BASEBALL is a great way to measure time if you have all summer. So is gardening. Recently, as I lugged my lawn mower up the stairs from the basement for a final run, I bumped my head on something bouncy. I looked up. A hugh sunflower swung there, heavy with seed, nodding, curving its tough, hairy stem toward earth. A whole summer is packed into those seeds, food for blue jays and gerbils. Beyond the sunflowers, the little garden my wife and son planned in the spring is now a riot of color. In a circle about 10 feet in diameter, memories of the California coast and Central Valley vie with New England natives for water and light. A hardy yucca plant crowds a Peace rose. Fire-tipped spikes of celosia shoot above golden poppies. Over lowly gerbera daisies floats a Tropicana rose. Strings of sweet peas - all pink, lavender, and pale green - cling and climb a 10-foot oak post capped by a wrought-iron whale, a New Englandy version of a Renaissance fountain.

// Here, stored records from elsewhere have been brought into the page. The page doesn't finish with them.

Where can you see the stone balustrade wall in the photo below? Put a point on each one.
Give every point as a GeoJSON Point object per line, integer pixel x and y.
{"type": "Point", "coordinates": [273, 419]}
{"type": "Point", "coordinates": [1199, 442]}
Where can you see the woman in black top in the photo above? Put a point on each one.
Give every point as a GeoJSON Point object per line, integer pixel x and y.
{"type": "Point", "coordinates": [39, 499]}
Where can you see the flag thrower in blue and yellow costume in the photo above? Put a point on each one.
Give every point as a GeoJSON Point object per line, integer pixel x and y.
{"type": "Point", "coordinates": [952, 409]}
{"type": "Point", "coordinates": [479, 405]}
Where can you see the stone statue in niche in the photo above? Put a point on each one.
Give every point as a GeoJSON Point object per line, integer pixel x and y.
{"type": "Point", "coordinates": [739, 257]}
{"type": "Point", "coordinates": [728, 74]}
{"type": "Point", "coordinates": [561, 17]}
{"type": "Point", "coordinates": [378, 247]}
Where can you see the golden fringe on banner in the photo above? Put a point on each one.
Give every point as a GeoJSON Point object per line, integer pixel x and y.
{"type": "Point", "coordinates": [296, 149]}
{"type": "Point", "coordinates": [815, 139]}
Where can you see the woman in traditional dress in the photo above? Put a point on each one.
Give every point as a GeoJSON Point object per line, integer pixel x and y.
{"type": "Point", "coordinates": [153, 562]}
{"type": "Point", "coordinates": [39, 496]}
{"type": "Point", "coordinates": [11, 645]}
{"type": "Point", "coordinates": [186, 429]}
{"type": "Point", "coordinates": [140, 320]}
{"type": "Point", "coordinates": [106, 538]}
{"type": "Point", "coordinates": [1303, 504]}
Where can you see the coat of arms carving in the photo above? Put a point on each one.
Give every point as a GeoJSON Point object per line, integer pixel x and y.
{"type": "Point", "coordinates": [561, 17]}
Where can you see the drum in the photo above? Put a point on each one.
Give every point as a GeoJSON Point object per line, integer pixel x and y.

``Blessed be agriculture! - if one does not have too much of it,'' wrote Charles Dudley Warner in ``My Summer in a Garden'' (1870), one of the pieces by American gardening writers collected in Allen Lacy's The American Gardener, a sampler (Farrar, Straus & Giroux, New York, 367 pp., $18.95). Warner reminds us that the little farm, the villa rustica, praised by leisure-loving Horace, was within earshot of the emperor's villa, where power was celebrated in gardens of Oriental splendor, in the midst of which was a tiny island, reached by two retractable drawbridges, every man's getaway.
As Louise Beebe Wilder noted in 1932, ``Nor is the fragrant garden ever wholly our own.'' Our little effort blessed the lady across the street. We put her in charge of the roses while we were away this summer; when we came back, her house was fragrant. As I work, my mind's eye sometimes opens on the image of my father's bent back bronze in the valley sun. Still, however self-absorbed the gardener becomes, his garden blesses many, as my father's did.